The Media Oxpecker
june 22, 2012 03:34 pm
Every week we round up industry news you may have missed while you were busy trying to reach us.
- The New York Times and BuzzFeed will collaborate in their coverage of the 2012 political conventions. The partnership is a win-win, says Megan Garber:
The team-up will find the two powerful institutions working together to cover the upcoming political conventions, via video segments that will feature Buzzfeed editor-in-chief Ben Smith and others among the site's political reporters. And the collaboration makes, initial WTF notwithstanding, a lot of sense: It gives Buzzfeed some additional credibility as a purveyor of Serious Journalism; and it gives the Times some additional credit for its willingness to dive into the LOLing underbelly of the Internet.

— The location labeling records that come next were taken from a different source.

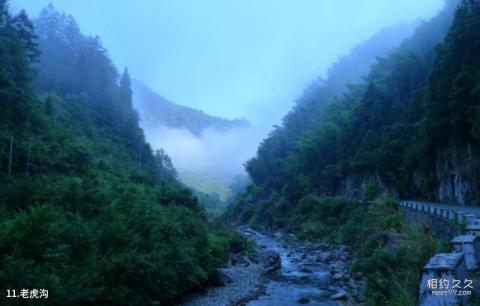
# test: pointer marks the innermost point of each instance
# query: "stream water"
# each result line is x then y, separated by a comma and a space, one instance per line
309, 273
303, 278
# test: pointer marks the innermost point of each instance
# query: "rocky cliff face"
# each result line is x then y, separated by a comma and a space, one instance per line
457, 171
352, 187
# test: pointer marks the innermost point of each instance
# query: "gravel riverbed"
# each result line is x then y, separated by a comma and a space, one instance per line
285, 271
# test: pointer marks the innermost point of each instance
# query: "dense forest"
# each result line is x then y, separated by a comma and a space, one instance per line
157, 111
408, 129
88, 210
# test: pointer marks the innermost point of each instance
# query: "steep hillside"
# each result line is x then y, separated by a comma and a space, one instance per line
369, 134
88, 211
156, 111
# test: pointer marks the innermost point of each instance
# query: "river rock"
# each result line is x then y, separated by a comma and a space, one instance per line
303, 300
323, 257
269, 259
338, 275
340, 295
220, 279
239, 260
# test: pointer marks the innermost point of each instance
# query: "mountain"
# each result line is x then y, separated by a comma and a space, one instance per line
88, 210
157, 111
409, 128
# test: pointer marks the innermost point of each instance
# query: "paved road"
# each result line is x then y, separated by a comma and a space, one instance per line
468, 209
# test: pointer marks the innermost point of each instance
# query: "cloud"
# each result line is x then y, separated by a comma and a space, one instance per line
219, 155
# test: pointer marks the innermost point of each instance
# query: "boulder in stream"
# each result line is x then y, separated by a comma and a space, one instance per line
269, 259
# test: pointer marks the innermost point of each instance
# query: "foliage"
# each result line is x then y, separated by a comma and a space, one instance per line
89, 212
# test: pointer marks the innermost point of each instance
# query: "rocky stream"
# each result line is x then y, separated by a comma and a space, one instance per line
285, 271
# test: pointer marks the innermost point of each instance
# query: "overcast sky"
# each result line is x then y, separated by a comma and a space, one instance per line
233, 58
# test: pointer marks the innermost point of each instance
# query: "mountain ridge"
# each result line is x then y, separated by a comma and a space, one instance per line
156, 110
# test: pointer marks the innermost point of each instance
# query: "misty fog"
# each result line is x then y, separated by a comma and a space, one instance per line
231, 59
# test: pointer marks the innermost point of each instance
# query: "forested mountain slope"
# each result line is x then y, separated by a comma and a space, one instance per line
88, 211
157, 111
406, 128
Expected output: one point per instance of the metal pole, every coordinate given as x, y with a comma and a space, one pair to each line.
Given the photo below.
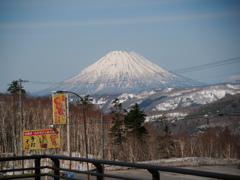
102, 122
21, 122
68, 133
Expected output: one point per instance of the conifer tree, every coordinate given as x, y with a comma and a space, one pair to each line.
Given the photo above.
117, 130
14, 88
134, 120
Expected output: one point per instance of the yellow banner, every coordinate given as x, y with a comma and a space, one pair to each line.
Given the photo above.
41, 139
59, 108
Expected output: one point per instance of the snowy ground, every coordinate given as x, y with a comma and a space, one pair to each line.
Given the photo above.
187, 161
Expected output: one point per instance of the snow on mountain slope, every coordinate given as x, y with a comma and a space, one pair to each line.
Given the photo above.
121, 71
162, 99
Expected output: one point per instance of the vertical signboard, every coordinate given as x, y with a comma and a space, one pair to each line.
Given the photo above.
41, 139
59, 103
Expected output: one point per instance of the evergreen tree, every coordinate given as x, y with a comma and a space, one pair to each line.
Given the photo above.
134, 120
117, 130
14, 88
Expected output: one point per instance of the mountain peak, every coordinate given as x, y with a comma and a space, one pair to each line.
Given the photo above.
122, 71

- Mathew Ingram evaluates the winners of the Knight News Challenge and concludes that the future of news will be mobile, video, data and crowdsourced.
- J-schools convened to discuss the digital divide between communities with broadband access and those without, and the "information gap" that results.
- The Economist Group's digital strategy: Lean-forward web and lean-back digital editions.
- "Pay attention to what Nick Denton is doing with comments," says Clay Shirky.
- The Buffalo News is hopping on the paywall bandwagon.
- What kinds of local publishers can successfully charge for online?
- "Marketers [are] about to wake up to the realization that they've allowed the data of their customer bases to be distributed among all our varied social platforms, without a strong plan for how to unify and act on that data, to make money and keep customers satisfied."
- In response to a class action lawsuit, Facebook will give users more control over how their names appear in sponsored stories.
- Facebook's mobile-only ads have debuted to rave reviews from advertisers and users.
- Why mobile can't 'save' local mews.
- 7 CMS platforms for hyperlocal publishers.
- And finally, "What Paper Means in Prison,":
The everyday things we take for granted become vital when we're deprived of them. Prisoners, powerless, have fought for their right to paper. The paper object—book, magazine, letter, paperwork and usable trash—is socially crucial not only for what it is, but what it can become.